ドイツの冬は長くて暗い上、日照時間も極端に短い。空気も乾燥しているし、集中暖房でさらに乾きがちなので、気管の弱い人は喉風邪も引きやすいと思う。

風邪やインフルエンザは至極当然に毎年のように流行する。小さな子供がいる家庭では毎年冬になると、風邪や時にはインフルエンザのリレーを家庭内で行う羽目になる。そして、ドイツの幼稚園や小学校には学級閉鎖というものがない。その代わりに、と言ってはなんだが、クラスの担任の先生が風邪で数週間休む、というのはよくある話だ。

そして、「あー、お宅も。この時期は毎年ピンポンよね。」なんて会話は冬になるとよく耳にする。

Ping-Pong-Effekt(ピンポン効果)とも呼ばれるが、幼稚園や小学校で風邪をもらってきた子供から風邪をもらい家族全員がダウンすることを指す。特に一種類のウイルスではなく何種類かの異なるウイルスによる風邪だった場合が厄介で、ピンポン・ピンポンとウイルスがランダムに感染することで症状が長引くこともあるらしい。

細菌学で有名なロバート・コッホ研究所(RKI)が毎年、インフルエンザの流行をレポートしているのだが、やはり今年もインフルエンザがこの時期に猛威を振るいそうだ。
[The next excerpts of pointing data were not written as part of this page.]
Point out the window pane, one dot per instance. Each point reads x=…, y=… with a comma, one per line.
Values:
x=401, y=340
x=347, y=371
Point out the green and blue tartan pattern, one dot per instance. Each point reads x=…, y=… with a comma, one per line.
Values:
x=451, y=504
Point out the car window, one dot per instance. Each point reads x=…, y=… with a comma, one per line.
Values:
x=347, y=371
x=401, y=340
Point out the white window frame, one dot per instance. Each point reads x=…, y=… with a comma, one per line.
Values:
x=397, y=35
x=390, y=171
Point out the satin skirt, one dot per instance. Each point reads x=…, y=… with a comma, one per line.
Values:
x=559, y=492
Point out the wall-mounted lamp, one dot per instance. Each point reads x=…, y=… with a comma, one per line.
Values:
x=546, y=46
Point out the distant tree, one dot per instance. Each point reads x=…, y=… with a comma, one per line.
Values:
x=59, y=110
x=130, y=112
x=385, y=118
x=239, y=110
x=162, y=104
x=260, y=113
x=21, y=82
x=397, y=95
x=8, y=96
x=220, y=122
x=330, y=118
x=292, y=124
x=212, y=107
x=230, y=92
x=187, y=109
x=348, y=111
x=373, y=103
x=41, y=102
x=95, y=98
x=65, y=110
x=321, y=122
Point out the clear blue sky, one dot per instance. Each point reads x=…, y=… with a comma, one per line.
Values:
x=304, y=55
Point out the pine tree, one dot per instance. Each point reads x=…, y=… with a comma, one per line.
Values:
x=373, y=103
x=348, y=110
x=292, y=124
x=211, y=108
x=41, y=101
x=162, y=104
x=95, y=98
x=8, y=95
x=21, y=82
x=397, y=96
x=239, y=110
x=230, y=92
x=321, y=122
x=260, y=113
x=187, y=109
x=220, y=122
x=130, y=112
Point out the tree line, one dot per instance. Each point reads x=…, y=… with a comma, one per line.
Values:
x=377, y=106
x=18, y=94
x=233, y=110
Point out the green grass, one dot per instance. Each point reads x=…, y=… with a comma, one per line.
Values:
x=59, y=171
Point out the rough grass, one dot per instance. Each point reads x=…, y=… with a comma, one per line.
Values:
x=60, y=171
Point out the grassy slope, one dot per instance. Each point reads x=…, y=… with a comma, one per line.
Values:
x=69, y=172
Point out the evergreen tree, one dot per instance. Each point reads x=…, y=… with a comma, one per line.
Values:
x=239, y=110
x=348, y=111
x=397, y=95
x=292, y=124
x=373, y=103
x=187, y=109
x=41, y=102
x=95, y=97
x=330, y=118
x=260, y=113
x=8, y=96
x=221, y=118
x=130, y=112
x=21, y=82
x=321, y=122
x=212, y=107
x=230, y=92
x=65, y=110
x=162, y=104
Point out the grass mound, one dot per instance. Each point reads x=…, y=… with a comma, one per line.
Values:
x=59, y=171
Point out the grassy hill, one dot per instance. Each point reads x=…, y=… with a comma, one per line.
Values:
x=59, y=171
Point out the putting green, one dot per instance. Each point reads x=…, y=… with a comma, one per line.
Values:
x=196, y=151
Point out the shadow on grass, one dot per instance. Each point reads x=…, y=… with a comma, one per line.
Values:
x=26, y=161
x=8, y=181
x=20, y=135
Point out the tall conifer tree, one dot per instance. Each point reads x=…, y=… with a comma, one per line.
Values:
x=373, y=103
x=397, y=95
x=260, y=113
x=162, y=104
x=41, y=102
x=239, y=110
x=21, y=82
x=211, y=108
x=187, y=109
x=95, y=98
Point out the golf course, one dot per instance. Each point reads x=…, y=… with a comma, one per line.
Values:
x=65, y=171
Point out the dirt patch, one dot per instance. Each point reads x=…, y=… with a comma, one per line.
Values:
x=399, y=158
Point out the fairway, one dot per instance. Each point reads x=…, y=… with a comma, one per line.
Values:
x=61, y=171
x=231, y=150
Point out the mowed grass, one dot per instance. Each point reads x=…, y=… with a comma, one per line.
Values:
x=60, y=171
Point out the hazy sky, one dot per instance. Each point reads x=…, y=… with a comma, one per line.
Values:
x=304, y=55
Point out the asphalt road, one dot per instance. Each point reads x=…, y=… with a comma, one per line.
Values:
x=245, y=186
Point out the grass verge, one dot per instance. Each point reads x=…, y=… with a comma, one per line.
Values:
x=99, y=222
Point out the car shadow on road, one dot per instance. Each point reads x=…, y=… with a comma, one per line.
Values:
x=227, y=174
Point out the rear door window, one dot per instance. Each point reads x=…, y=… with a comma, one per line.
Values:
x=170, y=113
呼吸器系疾患数の推移。過去2年も12月末から3月にかけて患者数が増加している。
赤のグラフがインフルエンザ陽性の割合。年明けから徐々にインフルエンザ陽性の数値が高くなっていることがわかる。

インフルエンザの流行はAGI(Arbeitsgemeinschaft Influenza)の定義によると2019年の2週目から始まっている。6週目の現在はインフルエンザはさらに広まっていると言えよう。2018年の40週目(10/1)以降、127のインフルエンザウイルスが確認されており、その内57(45%)がインフルエンザA(H3N2)型、70(55%)がインフルエンザA(H1N1)pdm09型である。

2018年10月1日以降、インフルエンザによる死亡者はドイツ国内で27名確認されている。

2019年5週目の様子

2018年の同じ時期と比べると、今年はまだ比較的穏やかな様子。今後、このマップが真っ赤に染まらないことを願うばかりだ。

参考:Arbeitsgemeinschaft Influenza; Influenza Wochenbericht (RKI)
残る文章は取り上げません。